Although the HNH domain acts as a DNA cleavage module in a number of the HNH-containing proteins, we could not detect the degradation of DNA substrates with the isolated HNH domain (Fig. 3C). We therefore considered the possibility that ZRANB3 possesses nucleolytic activity that requires not only the HNH domain, but also the ATPase activity contained within the helicase core. To test this hypothesis, we constructed corresponding ZRANB3 mutants by introducing K65R and H1021A changes into the helicase core and HNH domain, respectively. Lys 65 is a conserved residue in the ATP-binding Walker A motif of ZRANB3, and mutations of the analogous residue in other ATPases typically yield ATPase-deficient enzymes (Smith and Peterson 2005). On the other hand, His 1021 is a conserved catalytic residue in the HNH motif, and its mutation abrogated the nucleolytic activity of several HNH nucleases (Walker et al. 2002). We purified mutant ZRANB3 enzymes (Supplemental Fig. 3B) and first evaluated their ATPase activity.

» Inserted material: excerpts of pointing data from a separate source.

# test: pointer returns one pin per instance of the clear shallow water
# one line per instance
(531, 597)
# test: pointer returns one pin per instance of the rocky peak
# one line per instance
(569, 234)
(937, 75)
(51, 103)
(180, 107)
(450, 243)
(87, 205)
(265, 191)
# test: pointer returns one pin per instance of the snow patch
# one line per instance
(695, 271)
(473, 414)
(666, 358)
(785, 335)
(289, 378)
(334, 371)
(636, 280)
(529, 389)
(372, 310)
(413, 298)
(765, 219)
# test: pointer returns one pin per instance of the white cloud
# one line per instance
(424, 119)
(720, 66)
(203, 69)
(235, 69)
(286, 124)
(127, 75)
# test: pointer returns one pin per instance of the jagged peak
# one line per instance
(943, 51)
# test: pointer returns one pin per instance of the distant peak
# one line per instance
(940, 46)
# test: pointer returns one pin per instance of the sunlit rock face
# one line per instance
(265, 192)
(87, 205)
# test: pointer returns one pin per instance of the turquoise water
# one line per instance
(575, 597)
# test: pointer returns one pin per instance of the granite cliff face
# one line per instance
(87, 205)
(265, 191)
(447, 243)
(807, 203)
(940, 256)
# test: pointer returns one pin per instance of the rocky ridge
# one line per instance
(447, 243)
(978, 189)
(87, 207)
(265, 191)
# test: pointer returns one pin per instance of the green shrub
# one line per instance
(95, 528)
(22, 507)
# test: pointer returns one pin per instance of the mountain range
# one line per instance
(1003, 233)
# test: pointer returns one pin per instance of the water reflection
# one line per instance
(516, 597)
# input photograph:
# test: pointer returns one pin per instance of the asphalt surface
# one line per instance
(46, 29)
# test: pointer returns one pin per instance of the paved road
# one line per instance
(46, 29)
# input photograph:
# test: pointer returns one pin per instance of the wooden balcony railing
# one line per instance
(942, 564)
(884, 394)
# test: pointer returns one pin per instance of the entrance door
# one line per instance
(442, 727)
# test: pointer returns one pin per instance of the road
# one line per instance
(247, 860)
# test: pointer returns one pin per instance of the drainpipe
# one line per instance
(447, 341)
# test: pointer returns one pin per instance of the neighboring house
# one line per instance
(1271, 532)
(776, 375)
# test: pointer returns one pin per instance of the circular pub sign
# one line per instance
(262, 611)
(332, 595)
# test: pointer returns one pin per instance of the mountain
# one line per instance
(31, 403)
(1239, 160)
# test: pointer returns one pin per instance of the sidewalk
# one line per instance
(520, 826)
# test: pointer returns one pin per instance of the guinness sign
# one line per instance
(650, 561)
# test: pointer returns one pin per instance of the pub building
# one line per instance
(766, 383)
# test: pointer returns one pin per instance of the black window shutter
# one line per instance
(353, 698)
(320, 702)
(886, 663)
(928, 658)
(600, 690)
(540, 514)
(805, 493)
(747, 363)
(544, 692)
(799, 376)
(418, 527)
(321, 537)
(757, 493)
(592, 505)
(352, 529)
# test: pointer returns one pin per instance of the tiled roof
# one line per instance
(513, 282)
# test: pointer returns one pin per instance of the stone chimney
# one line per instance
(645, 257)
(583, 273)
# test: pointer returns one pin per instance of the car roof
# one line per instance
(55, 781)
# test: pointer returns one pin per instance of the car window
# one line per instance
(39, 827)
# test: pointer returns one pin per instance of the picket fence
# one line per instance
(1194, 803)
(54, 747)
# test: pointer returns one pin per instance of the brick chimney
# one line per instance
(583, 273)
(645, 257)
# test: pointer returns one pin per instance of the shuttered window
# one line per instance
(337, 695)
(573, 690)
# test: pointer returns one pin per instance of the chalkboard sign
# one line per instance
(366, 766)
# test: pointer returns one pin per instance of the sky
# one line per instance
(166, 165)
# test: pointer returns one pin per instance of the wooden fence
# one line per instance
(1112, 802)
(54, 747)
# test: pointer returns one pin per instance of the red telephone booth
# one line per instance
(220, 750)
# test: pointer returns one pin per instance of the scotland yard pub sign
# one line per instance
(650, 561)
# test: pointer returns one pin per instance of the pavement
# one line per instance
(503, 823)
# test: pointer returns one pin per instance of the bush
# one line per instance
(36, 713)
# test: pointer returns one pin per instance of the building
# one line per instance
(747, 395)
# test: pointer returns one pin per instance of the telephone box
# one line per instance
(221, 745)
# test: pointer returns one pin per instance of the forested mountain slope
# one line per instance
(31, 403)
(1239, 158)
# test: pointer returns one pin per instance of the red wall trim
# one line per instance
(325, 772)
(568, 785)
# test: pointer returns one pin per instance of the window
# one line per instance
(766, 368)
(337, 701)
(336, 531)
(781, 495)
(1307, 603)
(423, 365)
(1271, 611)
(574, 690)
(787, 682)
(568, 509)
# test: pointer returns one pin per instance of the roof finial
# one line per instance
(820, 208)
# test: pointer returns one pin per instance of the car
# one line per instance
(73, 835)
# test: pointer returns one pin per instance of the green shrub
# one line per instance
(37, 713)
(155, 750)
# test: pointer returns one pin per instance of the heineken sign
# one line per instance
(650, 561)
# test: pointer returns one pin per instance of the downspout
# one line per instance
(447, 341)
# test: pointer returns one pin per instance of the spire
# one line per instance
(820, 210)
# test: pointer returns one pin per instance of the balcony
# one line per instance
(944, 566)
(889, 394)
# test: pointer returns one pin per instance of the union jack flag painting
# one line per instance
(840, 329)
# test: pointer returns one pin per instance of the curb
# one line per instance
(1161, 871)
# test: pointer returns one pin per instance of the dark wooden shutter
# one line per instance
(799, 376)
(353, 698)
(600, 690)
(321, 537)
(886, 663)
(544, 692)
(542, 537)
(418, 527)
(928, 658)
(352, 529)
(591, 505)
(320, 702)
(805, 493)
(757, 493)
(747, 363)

The ATPase activity of ZRANB3 is barely detectable in the absence of exogenous DNA, but its stimulation can be observed by the addition of DNA—most significantly in the presence of fork DNA (Fig. 3B; Supplemental Fig. 3E,F; Yusufzai and Kadonaga 2010). Importantly, the ATPase activity was abolished by the K65R mutation, whereas the H1021A mutant retained activity comparable with wild-type ZRANB3. We next tested the ability of the K65R and H1021A mutants to cleave fork DNA structures. We used 5′ fluorescently labeled substrate (as indicated in Fig. 3D) and incubated it with the wild-type and mutant ZRANB3 proteins in the presence of ATP. Interestingly, while wild-type ZRANB3 catalyzed the conversion of the splayed duplex into the faster-migrating product, neither K65R, H1021A, nor the ZRANB3 mutant lacking the HNH domain (ΔHNH mutant) displayed such activity (Fig. 3D; Supplemental Fig. 4A,B). Additionally, the cleavage of fork DNA substrate could not be detected with wild-type ZRANB3 in the absence of ATP (Fig. 3D; Supplemental Fig. 4A). Collectively, these results demonstrate that ZRANB3 acts as an ATP-dependent HNH nuclease.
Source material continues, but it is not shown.